Reason: (genError) A general failure occured
Failed object: MONGO-MIB::globalOpGetMore."27017"



 Comments   
Comment by Eric Milkie [ 04/Nov/13 ]

Thanks for discovering that. How long does it look like it's taking? I suppose this means one of the data items is blocking on a held mutex?
What's the default timeout if you don't supply one in the config?
We might want to add to the SNMP documentation about setting timeouts.

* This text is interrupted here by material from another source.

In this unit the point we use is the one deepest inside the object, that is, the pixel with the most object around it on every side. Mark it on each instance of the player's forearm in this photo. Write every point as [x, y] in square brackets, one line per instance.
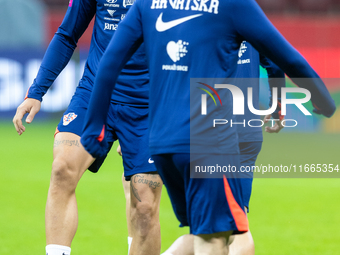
[257, 29]
[57, 55]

Comment by James Wahlin [ 04/Nov/13 ]

This is due to a timeout in an agentX request. I changed the timeout on both the master and subagents to 5 seconds with the following flag. Using this I can consistently retrieve metrics for all members of a 3 member set:

agentXTimeout 5

Comment by Eric Milkie [ 22/Oct/13 ]

Might be a field is unexpectedly absent when in secondary mode.

Generated at Thu Feb 08 03:25:26 UTC 2024 using Jira 9.7.1#970001-sha1:2222b88b221c4928ef0de3161136cc90c8356a66.